I realized something on the drive home tonight. I’ve never known what is is to truly love. No, really. I’ve never missed home, I’ve never missed anyone outside of masked insecure feelings, I’ve never longed for a safe place I’ve ever known. Sure enough, I’ll get criticism for this post but it’s my blog, it’s my life and if you don’t like it click that cool little ‘x’ button on the window or do whatever it is you gotta do to quit.
As I’ve realized recently, I love being around people yet I kinda despise people. Some people. I work at a Coffee shop in one of the richest neighborhoods so you may imagine I can already tell some stories of the disgusting attitudes people spew. On the flip side, I can also tell you stories about some of the most amazing people I’ve met at this particular location. Life isn’t all about the assholes that make their presence well known. Sometimes we just have to look past it.

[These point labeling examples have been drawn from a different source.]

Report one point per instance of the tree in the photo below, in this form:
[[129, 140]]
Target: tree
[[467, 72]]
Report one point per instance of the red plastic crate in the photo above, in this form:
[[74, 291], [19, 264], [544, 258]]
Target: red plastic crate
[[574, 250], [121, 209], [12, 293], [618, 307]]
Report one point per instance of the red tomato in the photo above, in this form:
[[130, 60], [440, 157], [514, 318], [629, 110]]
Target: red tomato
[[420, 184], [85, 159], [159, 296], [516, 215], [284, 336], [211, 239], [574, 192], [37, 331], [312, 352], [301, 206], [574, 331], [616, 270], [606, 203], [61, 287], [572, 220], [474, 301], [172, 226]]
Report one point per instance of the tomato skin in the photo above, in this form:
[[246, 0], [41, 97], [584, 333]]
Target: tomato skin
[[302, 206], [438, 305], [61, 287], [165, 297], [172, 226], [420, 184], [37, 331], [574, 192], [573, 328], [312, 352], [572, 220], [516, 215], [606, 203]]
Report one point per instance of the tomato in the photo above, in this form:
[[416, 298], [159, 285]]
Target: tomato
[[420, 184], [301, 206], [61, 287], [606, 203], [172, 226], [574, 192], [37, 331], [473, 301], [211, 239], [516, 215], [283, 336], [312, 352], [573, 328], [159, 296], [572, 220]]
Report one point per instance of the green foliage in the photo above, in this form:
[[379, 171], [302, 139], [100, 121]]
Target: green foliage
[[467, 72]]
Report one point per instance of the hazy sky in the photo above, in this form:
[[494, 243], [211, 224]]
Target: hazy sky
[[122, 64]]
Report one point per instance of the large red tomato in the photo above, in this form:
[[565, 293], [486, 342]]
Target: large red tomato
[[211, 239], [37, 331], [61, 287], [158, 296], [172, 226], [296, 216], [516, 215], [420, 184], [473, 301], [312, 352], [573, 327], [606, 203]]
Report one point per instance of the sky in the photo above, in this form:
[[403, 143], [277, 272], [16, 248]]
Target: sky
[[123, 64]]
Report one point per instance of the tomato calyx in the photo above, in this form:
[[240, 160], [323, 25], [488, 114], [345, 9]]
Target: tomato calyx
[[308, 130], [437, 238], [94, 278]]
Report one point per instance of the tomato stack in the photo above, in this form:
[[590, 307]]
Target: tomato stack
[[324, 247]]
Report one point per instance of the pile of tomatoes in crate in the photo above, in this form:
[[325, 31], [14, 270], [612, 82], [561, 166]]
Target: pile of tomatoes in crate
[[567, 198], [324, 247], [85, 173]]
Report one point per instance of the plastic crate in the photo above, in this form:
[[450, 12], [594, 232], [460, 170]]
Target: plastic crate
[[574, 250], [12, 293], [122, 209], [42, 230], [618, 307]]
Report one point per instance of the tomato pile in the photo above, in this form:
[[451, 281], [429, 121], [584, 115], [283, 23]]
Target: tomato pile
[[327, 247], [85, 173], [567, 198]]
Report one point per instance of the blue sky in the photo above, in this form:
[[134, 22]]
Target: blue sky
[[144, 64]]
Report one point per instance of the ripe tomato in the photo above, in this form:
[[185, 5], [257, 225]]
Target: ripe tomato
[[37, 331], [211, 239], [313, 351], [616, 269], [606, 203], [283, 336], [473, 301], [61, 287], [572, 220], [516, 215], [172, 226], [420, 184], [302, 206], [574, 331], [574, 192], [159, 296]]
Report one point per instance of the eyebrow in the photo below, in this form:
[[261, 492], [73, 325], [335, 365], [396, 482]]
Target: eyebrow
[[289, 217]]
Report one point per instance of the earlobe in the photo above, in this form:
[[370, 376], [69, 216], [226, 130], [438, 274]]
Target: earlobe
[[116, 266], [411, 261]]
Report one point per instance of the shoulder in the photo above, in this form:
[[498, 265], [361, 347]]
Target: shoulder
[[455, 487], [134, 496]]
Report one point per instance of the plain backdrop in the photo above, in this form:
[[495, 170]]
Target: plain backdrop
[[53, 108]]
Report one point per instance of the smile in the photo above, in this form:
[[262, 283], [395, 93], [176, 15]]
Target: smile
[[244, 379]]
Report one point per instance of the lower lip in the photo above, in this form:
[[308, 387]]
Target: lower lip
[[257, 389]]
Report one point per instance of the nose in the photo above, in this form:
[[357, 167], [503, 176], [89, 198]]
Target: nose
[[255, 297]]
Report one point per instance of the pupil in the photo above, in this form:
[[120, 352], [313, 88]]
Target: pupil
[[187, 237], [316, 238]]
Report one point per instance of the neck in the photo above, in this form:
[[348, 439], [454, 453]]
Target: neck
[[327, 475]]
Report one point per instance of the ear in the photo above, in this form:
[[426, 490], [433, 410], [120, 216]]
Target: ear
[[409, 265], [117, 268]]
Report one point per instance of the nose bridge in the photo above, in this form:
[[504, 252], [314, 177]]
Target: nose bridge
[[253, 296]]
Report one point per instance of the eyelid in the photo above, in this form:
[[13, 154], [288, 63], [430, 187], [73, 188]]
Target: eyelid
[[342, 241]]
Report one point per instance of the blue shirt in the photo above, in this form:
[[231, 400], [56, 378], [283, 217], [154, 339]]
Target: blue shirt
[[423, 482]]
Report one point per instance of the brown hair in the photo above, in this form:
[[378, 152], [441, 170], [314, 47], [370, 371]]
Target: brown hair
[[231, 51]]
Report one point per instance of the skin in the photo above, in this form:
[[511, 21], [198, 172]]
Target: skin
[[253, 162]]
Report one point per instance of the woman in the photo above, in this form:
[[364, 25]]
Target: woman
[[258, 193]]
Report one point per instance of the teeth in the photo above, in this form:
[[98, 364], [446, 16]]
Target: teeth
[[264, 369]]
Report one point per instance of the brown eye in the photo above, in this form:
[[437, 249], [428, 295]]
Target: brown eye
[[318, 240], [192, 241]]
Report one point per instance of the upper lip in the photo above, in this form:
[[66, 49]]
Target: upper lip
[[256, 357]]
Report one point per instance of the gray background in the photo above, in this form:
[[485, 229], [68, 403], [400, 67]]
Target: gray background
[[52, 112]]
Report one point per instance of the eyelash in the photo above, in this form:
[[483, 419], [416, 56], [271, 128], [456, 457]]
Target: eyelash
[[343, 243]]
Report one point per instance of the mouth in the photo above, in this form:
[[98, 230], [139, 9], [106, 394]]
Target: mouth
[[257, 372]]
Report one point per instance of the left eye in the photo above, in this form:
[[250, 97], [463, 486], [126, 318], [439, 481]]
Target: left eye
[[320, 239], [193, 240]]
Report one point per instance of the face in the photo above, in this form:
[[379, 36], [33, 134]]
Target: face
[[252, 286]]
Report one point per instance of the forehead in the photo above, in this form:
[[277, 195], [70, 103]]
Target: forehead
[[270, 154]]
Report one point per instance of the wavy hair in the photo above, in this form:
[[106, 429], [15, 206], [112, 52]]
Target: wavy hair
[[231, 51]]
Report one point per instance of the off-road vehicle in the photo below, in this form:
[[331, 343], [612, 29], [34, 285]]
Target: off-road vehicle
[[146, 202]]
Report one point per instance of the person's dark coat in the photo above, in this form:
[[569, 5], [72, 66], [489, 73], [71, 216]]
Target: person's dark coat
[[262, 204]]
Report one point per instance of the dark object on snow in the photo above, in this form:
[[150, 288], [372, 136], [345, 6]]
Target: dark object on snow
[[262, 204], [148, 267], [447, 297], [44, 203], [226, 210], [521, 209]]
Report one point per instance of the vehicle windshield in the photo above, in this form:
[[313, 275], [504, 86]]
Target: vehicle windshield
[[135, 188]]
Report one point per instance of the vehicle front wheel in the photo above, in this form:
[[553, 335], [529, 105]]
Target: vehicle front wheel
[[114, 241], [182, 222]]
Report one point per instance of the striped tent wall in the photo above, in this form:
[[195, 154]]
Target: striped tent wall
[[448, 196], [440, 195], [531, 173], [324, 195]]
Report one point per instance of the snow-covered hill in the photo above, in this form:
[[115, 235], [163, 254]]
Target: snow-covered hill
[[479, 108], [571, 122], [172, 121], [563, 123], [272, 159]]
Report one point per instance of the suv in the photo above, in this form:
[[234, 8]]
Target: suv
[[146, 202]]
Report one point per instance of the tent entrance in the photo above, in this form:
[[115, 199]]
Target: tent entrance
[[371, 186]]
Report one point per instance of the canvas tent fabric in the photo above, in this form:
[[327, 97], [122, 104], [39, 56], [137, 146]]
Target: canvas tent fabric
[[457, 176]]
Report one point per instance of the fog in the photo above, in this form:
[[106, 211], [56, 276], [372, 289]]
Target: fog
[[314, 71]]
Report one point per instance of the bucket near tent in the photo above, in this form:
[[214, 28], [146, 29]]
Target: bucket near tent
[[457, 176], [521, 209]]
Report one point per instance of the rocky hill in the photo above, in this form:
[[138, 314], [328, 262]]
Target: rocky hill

I’ve had a pretty good life. I lived a fairly sheltered childhood that kept me safe from boogeymen and the molesters that would inevitably take me if I strayed too far from home. I always had a roof over my head and was fed and all that kinda good stuff. I know my family loves me in their own way and that isn’t something I want to take away from them.
Truth of the matter is, I have felt empty for a lot of years. A lot. I’ve learned what guilt is and I’m not a fan of it. Suicide has been pinned on me and ya know what? Good for fuckin’ her… It had nothing to do with me. How dare someone put such a horrible emotion into someone else. I try as hard as I can to avoid even playful guilt trips with people. If someone doesn’t want to feel the way I want them to, they have every right to that. I will never fault anyone for that (or at least I’m going to try my damnedest).
There’s a lot more about my life that I have to save for the journal that must be burned after every entry. I think about things a lot when I get to the end of my day such as right now. I’m not OK with certain things that have happened to me, and I’m not here to point fingers or place blame because in the end, my life as it stands is because of my own actions.
This kind of blog entry is what happens when I truly have writers block. I tried to avoid venting about pissy people or experiences with un-passionate people. As I wrote about in my last entry, I sit in front of the blank canvas of my life and try to open myself up to inspiration. I look for it in my dreams, yet sometimes those don’t seem real enough for me.